Les Américains d’origine asiatique ont toujours vécu une existence conditionnelle dans laquelle l’appartenance est promise tant que nous travaillons plus dur pour être bons, en encourageant les actes de courtoisie lorsque nous aidons nos voisins, en internalisant tous les affronts raciaux que nous rencontrons et en leur permettant toujours de commencer. Le mythe de la minorité modèle est un mensonge qui fait taire le racisme économique structurel que les Américains d’origine asiatique ont subi et les traumatismes intergénérationnels que nos familles ont vécus pendant des années de colonialisme occidental, de guerres et d’invasions. Je détestais parler du mythe de la minorité modèle parce que c’était comme être coincé dans une boucle de rétroaction. Après avoir réfuté ce mythe, j’ai été traîné en arrière pour le réfuter à nouveau. Mais lorsque la pandémie a éclaté, j’ai réalisé à quel point ce mythe était profondément ancré dans la psyché non seulement des Blancs mais d’autres personnes de couleur.

Le coronavirus a au moins brûlé toute illusion que les Asiatiques sont presque blancs. Depuis que les premiers cas ont été découverts aux États-Unis, j’ai continué à imaginer le coronavirus comme une lumière violette irradiante jetant à travers les fissures de notre monde suprémaciste blanc. Certains d’entre nous n’avaient jamais remarqué ces fissures auparavant, mais maintenant c’est tout ce que nous pouvons voir. Les Afro-Américains et les Latinos meurent dans des proportions plus élevées que quiconque à New York, peut-être à cause de leur manque d’accès aux soins de santé et parce que beaucoup d’entre eux sont des travailleurs essentiels et ne peuvent pas s’abriter à la maison. Mais le racisme systémique maintient les minorités séparées. La suprématie blanche garantit qu’une fois que la pression de la persécution est levée même un peu d’un groupe, cette Le groupe tombera alors sur le groupe nouvellement ciblé par soulagement et par une rage déplacée et frustrée qui ne pourra jamais toucher, et encore moins renverser, le véritable ennemi.
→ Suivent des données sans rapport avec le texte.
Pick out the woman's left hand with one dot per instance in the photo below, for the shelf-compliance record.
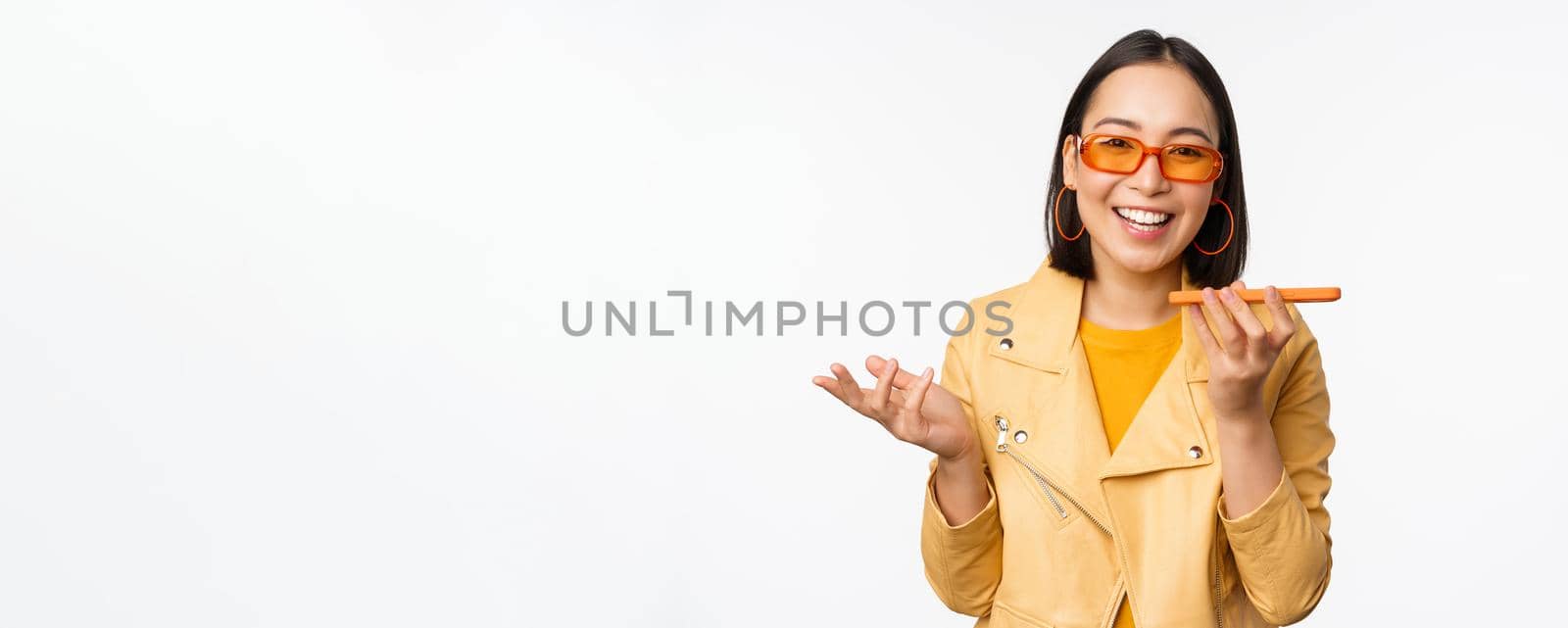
(1241, 359)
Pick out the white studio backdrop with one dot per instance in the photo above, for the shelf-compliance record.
(281, 335)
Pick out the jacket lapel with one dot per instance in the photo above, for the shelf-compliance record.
(1162, 432)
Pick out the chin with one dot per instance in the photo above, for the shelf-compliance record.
(1145, 261)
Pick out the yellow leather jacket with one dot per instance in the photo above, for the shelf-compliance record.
(1071, 528)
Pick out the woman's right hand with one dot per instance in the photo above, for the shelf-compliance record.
(908, 406)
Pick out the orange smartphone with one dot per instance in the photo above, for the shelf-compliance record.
(1256, 295)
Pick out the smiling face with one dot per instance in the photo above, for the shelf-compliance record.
(1157, 105)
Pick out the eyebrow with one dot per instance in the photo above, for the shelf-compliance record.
(1134, 125)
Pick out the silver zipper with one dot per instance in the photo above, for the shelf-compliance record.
(1045, 486)
(1040, 478)
(1219, 594)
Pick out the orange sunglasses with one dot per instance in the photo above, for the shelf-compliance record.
(1120, 154)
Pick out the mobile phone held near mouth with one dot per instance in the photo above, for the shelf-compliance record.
(1256, 295)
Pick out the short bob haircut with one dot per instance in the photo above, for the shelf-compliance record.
(1139, 47)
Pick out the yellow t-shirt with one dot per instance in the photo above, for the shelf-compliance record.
(1125, 363)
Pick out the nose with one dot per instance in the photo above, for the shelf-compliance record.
(1149, 177)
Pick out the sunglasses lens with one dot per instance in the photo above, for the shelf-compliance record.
(1188, 164)
(1113, 154)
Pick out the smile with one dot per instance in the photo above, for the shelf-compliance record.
(1144, 219)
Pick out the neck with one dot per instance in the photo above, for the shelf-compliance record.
(1118, 298)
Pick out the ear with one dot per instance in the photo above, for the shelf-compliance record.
(1068, 164)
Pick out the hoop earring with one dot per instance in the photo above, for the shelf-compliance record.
(1227, 235)
(1057, 214)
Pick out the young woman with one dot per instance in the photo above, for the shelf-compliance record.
(1113, 459)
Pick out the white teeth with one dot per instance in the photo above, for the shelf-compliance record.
(1141, 217)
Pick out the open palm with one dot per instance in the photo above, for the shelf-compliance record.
(908, 406)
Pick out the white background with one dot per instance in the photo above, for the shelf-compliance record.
(281, 296)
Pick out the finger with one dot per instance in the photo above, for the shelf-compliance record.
(849, 389)
(916, 397)
(1285, 326)
(1201, 327)
(902, 379)
(1230, 334)
(1244, 315)
(878, 400)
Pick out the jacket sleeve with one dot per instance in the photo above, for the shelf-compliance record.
(1283, 546)
(963, 561)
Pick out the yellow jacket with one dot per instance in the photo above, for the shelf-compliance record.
(1071, 528)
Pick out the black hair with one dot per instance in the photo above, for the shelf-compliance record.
(1147, 46)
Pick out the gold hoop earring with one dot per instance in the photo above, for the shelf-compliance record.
(1227, 237)
(1057, 214)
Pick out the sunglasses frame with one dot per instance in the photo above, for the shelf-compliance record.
(1219, 160)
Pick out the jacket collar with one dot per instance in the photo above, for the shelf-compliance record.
(1167, 426)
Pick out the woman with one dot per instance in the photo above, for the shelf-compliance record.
(1113, 459)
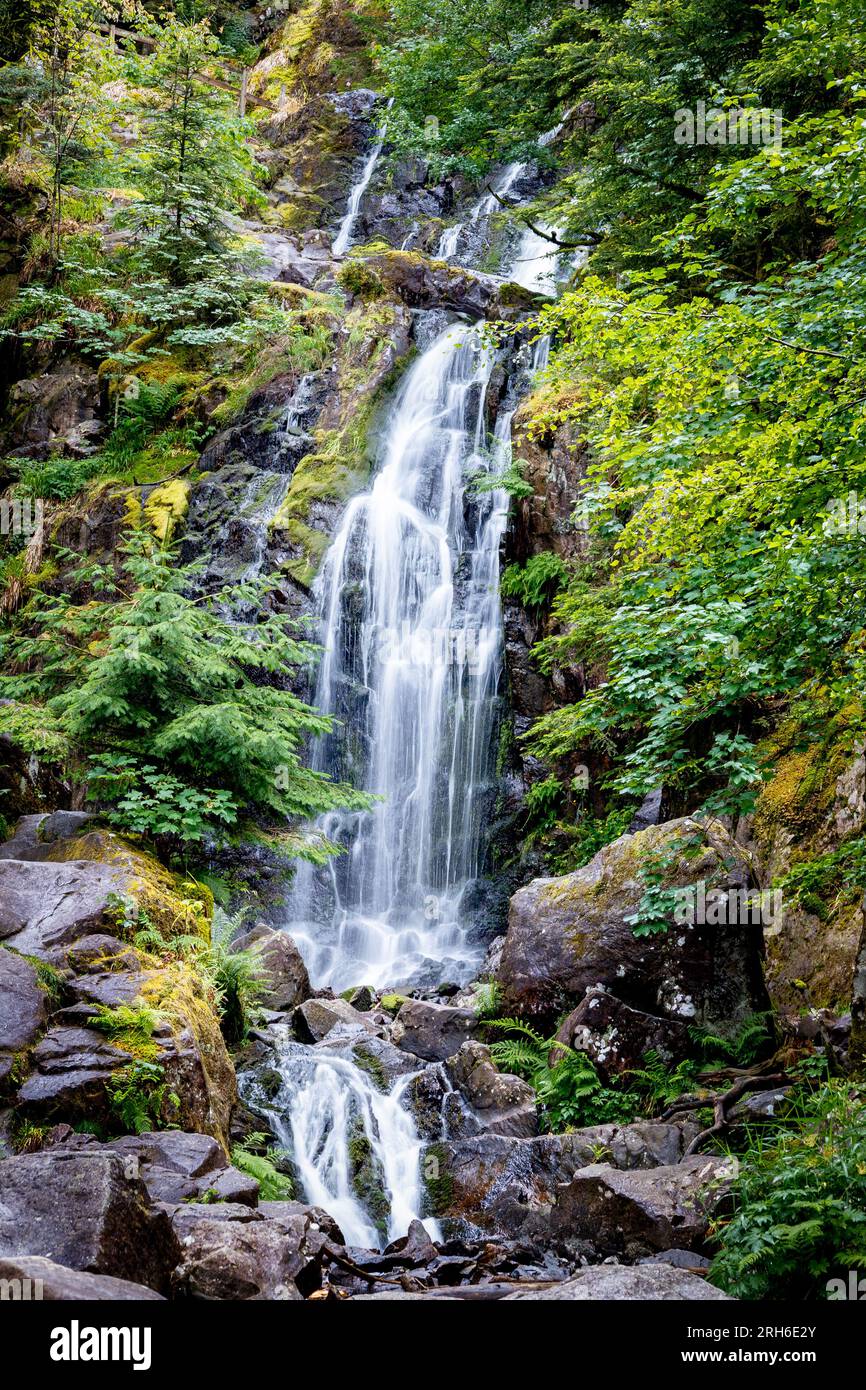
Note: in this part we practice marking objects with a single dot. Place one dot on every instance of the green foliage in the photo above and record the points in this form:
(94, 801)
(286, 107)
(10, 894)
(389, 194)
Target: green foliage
(273, 1184)
(128, 1027)
(139, 1096)
(567, 1086)
(237, 977)
(799, 1207)
(534, 583)
(154, 688)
La haine n’a pas diminué depuis qu’on a ordonné aux Américains de rester à l’intérieur. Le Conseil de politique et de planification de l’Asie-Pacifique a déclaré que le site déclarant recevait toujours environ 80 incidents par jour, et il y en a eu 1 600 depuis le 19 mars. En raison des règles du refuge sur place, les Asiatiques de la classe ouvrière qui sont employés dans des entreprises essentielles, comme les épiciers, non seulement courent un risque plus élevé d’être exposés au virus, mais font face au poids du harcèlement anti-asiatique. Yuh-Line Niou, un Une femme de l’Assemblée de l’État de New York, qui représente le quartier chinois et d’autres quartiers du Lower Manhattan, a déclaré qu’un ami afro-américain avait livré de la nourriture à un client qui lui avait craché dans l’œil. Une autre amie, une infirmière, a été qualifiée de «sale fente» par son patient, qui avait Covid-19. « Et ce sont les gens qui ne fais pas rapport », a déclaré Niou. « Ils ont peur de perdre leur emploi. »
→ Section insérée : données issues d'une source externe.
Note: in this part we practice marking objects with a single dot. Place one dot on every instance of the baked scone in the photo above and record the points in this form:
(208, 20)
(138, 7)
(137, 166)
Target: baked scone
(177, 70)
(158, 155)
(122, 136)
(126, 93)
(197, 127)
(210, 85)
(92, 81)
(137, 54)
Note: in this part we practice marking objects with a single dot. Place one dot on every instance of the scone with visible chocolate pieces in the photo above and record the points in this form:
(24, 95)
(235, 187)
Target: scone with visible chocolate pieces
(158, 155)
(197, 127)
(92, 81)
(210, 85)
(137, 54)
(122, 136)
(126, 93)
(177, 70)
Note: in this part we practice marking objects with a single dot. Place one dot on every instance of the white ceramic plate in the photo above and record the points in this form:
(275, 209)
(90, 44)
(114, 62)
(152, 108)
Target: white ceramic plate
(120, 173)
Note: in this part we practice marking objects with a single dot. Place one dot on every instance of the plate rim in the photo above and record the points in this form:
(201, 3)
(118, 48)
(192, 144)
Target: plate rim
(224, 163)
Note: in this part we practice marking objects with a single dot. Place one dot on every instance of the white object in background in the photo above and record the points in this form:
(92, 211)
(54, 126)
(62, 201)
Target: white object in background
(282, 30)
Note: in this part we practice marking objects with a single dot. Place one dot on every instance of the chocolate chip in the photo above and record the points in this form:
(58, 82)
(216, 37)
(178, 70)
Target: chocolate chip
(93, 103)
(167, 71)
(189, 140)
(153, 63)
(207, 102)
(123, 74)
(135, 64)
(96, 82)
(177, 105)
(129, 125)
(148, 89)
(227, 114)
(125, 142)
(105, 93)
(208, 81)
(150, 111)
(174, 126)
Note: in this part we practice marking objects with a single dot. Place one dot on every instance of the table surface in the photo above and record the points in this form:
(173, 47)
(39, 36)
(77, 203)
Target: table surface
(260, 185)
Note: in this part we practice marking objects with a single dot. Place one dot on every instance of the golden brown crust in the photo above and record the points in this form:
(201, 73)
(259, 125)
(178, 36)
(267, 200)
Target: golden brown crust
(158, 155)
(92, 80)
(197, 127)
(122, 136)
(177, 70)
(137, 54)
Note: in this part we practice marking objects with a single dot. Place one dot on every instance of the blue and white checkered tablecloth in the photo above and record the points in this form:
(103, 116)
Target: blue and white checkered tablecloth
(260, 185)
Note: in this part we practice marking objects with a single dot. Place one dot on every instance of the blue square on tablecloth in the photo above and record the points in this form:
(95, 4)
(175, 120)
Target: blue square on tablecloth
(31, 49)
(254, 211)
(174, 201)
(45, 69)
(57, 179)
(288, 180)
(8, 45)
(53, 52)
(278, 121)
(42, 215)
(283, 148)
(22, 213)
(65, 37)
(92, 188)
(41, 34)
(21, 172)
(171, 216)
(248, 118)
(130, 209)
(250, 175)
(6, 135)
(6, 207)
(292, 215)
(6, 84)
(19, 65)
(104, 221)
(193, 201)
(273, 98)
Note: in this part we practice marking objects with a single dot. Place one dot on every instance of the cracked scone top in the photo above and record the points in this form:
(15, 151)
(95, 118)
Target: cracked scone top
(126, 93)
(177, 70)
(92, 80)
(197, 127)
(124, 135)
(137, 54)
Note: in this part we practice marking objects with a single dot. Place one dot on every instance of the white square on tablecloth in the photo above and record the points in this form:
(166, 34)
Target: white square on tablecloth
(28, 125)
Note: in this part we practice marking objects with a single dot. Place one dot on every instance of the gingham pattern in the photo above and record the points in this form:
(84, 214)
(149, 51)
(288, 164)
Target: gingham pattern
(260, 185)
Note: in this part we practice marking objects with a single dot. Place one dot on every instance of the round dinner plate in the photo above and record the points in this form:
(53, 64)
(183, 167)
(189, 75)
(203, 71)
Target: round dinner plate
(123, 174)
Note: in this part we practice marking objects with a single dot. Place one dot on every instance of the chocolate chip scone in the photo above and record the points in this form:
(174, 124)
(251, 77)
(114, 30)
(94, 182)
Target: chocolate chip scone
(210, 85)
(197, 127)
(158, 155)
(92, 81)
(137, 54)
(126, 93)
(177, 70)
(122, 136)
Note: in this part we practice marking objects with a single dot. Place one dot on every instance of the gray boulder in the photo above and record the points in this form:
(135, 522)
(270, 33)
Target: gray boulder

Puis, le 5 avril, un assaillant a jeté ce qui était censé être acide sur une femme asiatique de 39 ans à Brooklyn pendant qu’elle sortait les poubelles, lui brûlant gravement la tête, le cou et le dos. Je suis enragé. J’ai peur. En plus des craintes d’attraper le virus ou d’être au chômage ou de voir des êtres chers mourir, nous devons maintenant nous inquiéter d’avoir de l’acide jeté sur nous? Cela se produit partout. Cela se passe trop près de chez moi. Ça se passe à domicile. Une famille américano-asiatique est retournée chez elle dans le Minnesota et a trouvé un panneau affiché à sa porte: «Nous vous surveillons», indique la note. «Ramenez le virus chinois en Chine. Nous ne voulons pas que vous nous infectiez ici avec vos maladies.  » Il a été signé: «Votre quartier amical».


Le livre d’essais de Cathy Park Hong, «Minor Feelings: An Asian American Reckoning», a été publié en février 2020 par One World / Penguin Random House.